Community activists and New Haven residents came together Tuesday night to discuss a topic that has found a renewed relevance in urban politics: racial and socioeconomic inequities in mass transit.
The panel discussion, held at BAR Restaurant, drew roughly 100 people and featured community leaders and civic activists, including state Sen. Gary Winfield, D-New Haven, New Haven Independent editor Paul Bass ’82 and Anstress Farwell GRD ’78, the president of the New Haven Urban Design League — an independent planning and zoning organization. Recent developments in New Haven’s bus and bicycle networks were a main point of discussion, with panelists arguing that urban policy should aim to create equal access to mass transit opportunities for all city residents while reducing the city’s dependence on car ownership.
“How do I get there if I don’t have a car? Is the bus going to be running late?” asked Winfield, posing questions that he said occur to his constituents on a daily basis as they commute to their jobs. “There’s a lot that we should have done, but the conversation needs to be about, ‘What do we do now about these people?’”
Farwell agreed, adding that city and state authorities should seek to make businesses and workplaces easily accessible through mass-transit systems so that employees do not have to depend on cars.
Bass, who moderated the discussion, asked the panelists about the prospect of merging Yale’s bus system with the city’s CT Transit system. Director of Transportation, Traffic and Parking Doug Hausladen ’04 said the city is currently working to combine the two systems.
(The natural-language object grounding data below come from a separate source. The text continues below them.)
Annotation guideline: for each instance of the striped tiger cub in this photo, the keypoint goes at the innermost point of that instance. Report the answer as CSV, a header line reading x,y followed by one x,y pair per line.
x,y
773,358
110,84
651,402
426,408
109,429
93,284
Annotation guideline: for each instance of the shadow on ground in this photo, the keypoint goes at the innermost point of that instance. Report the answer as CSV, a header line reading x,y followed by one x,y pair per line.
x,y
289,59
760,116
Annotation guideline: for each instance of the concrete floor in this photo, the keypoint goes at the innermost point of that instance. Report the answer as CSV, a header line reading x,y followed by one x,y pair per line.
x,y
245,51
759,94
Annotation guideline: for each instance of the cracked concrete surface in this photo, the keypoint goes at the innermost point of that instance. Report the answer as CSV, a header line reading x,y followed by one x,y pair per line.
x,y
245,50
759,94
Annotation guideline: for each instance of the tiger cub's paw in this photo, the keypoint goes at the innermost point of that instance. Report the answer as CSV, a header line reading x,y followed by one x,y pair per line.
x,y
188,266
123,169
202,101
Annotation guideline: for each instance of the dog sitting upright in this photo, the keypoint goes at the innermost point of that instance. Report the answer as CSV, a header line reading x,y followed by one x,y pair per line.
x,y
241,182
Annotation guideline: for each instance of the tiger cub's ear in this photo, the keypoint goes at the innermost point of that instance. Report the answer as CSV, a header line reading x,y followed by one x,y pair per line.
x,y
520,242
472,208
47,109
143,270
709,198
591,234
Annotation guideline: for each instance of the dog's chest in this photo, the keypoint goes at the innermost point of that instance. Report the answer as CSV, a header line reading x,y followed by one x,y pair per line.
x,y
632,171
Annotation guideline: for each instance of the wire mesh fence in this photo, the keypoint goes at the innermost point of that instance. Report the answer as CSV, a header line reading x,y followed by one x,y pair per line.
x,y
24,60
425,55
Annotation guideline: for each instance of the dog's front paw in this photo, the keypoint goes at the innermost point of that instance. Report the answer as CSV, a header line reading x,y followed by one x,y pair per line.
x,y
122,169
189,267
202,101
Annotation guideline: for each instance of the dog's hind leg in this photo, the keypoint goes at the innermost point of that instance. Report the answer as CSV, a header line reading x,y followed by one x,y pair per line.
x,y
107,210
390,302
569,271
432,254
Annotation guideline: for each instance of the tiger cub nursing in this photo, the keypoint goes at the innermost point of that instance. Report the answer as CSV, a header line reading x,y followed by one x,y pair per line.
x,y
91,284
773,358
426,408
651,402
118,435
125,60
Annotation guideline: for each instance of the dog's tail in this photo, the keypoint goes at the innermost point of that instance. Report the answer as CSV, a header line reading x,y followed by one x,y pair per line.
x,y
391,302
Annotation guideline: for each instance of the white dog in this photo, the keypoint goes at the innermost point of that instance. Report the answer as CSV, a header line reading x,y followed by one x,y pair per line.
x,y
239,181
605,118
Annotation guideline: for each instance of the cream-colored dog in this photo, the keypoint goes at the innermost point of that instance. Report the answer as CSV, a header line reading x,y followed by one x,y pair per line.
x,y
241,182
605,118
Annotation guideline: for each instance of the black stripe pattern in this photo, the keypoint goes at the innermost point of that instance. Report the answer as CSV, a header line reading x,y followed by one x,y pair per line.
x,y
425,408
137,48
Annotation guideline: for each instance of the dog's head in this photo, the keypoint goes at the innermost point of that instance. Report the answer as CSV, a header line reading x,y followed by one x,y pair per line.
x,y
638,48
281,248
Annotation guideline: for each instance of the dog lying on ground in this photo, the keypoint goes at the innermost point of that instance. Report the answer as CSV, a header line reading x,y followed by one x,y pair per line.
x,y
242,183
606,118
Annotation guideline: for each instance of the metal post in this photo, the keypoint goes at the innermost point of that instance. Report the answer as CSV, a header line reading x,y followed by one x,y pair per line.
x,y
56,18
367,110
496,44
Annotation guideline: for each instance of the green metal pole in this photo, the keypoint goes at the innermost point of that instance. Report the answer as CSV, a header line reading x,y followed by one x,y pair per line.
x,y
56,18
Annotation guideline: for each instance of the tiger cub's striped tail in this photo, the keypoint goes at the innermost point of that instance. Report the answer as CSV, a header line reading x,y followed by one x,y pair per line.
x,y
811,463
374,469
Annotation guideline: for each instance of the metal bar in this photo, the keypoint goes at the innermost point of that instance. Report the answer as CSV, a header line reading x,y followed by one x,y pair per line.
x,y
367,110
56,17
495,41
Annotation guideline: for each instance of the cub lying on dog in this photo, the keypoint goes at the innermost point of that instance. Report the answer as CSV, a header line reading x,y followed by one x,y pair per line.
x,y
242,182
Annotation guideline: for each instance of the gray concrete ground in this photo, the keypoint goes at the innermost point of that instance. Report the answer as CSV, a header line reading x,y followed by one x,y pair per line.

But he said any merger is still in the works
Hausladen said the question that motivates discussions in city government is about how New Haven can provide the same services in a public bus system as Yale does in its private system.
The city’s current dual-bus system, Farwell said, is a classic example of “separate but unequal”: certain residents — especially on the city’s west side — have access to lower-quality transportation options than other residents do.
The city’s burgeoning system of bike lanes provided a focal point for the discussion.
Bike lane systems — which are prominent in millennial-friendly cities like Portland, Oregon, and Washington, D.C. — have grown in New Haven throughout Hausladen’s tenure at the helm of the Department of Transportation, Traffic and Parking. In fact, the city put out a request for proposals for a bike-sharing network throughout the Elm City just a week ago.
Still, bike lanes have remained a controversial issue in the city. Bass suggested that most bike lanes, which are not separated from the rest of the road, may not have had the intended positive effect on bike usage in the city.
Winfield, meanwhile, said bike lanes fully separated from the street — which Hausladen recently championed — may hold more promise.
“A couple of years ago, I was running for an office in the city, and I was asked a question about separated bike lanes and I thought they made a lot of sense to me,” he said. “If we’re thinking about safety, I think a physical barrier does a lot for the safety of the people who are in that lane.”
Farwell noted that though bike lanes are plentiful in East Rock and Downtown, majority-minority neighborhoods like the Hill, Newhallville and Fair Haven have sparser networks.
Caroline Smith ’14, co-organizer of New Haven Bike Month, agreed with Farwell.
“One thing we’ve really, really heard is that there are lots of neighborhoods that don’t get a lot of attention from the major biking communities,” she said.
The inclusiveness of the biking community’s discussions was a major point for panelists. Bass — who noted that New Haven has the highest rate of people biking to work of any other city in New England — added that biking is most common in white and wealthier neighborhoods.
Winfield, whose state senate district covers half of New Haven, said conversations about biking and alternative transportation often fail to reach residents from a diverse racial and socioeconomic background. Seila Mosquera, a panelist and executive director of NeighborWorks New Haven, said activists should reach out to a broader spectrum of residents, suggesting they teach students in public schools how to bike.
Near the end of the discussion, Hausladen said the city’s plans envision a transformation of transportation over the next two decades. He said he believes mass car ownership will only last for five or 10 years before being replaced by widespread mass transit options.
Data compiled by DataHaven — a New Haven-based data analytics nonprofit — show that 4 percent of city residents commute to work by bike.